17 novembre 1807, Paris
Depuis que je fais parti de l'escorte personnelle de l'Empereur, j'assiste chaque jour à des scènes remarquable de part leur spontanéité...
Il y a quelques semaines par exemple, au cours d'une revue d'un régiment par l'Empereur, un beau jeune homme, un Sergent, à l´oeil expressif et sévère , à la tenue ferme et martiale fit résonner son fusil en deux temps et présenta les armes... L'Empereur approcha et lui demanda combien de fois il avait été blessé au combat. Le Sergent, très fier, répondit trente ! L'Empereur, étonné, lui répliqua qu'il ne demandais pas son âge mais le nombre de ses blessures. Alors élevant la voix, le sergent répéta son monosyllabe: trente ! Contrarié par cette réponse, l'Empereur demanda au colonel de l'unité si cet homme était sourd. Ce dernier lui répondant que le Sergent avait sans doute très bien compris la question de sa majesté, et qu'il avait effectivement trente blessures. Comment, dit l´Empereur tu as été blessé si souvent et tu n'as pas la croix ? Le sergent, alors, regardant sa poitrine, s'aperçut que le bandeau de sa giberne cachait sa décoration et, tout en le déplaçant pour laisser voir sa croix, dit a l'Empereur avec énergie cette phrase mémorable:
"J'en ai bien une sire, mais j'en ai foutrement bien mérité une douzaine !"

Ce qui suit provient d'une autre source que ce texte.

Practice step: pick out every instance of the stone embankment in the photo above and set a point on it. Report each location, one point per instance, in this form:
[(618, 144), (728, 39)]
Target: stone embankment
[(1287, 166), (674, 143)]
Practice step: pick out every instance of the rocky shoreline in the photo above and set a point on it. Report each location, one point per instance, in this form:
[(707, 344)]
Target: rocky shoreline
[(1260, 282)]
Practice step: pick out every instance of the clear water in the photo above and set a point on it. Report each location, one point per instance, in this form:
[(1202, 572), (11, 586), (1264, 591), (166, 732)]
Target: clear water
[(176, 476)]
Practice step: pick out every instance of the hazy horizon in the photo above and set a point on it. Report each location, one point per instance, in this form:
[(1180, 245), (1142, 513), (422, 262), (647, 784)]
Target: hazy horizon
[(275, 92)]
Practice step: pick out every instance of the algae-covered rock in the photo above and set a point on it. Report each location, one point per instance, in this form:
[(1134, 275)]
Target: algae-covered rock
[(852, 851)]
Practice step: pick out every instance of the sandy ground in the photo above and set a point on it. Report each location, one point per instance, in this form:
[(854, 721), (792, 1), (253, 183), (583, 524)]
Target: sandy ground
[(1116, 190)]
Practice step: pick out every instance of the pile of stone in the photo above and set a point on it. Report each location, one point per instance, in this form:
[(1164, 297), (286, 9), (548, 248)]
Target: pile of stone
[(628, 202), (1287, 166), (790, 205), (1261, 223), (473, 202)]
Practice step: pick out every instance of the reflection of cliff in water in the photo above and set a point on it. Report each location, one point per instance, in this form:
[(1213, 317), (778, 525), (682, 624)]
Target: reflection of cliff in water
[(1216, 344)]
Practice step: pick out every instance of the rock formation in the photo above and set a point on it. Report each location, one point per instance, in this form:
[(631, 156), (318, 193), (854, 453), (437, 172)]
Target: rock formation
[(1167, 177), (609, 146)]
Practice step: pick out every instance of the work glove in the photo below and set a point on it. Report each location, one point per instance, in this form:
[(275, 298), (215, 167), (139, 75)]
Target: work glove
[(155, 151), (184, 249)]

L'Empereur, heureux quand il rencontrait de tels hommes, dit a celui-ci ces mots sacramentels en lui tirant amicalement la moustache: "Je te fais officier". Ce à quoi le jeune officier ne manqua pas de répondre que l'Empereur ne pouvait faire mieux.
Je me rappelle aussi de cette histoire, entre un officier de la Garde et la douane française, il y a quelques jours...
Après la paix de Tilsit, la Garde, comme le reste de la Grande Armée rentra en France. Lors de son retour, l´Empereur donna des instructions très strictes aux douaniers de Mayence, leur demandant de renforcer les contrôles.
Un officier de la Garde, Soulès, qui avait fait quelques achats à l'étranger , comptait bien passer tranquillement la douane avec ses chasseurs, sans payer de droits sur les marchandises achetées. Peine perdue, ceux-ci décidèrent de visiter leurs bagages.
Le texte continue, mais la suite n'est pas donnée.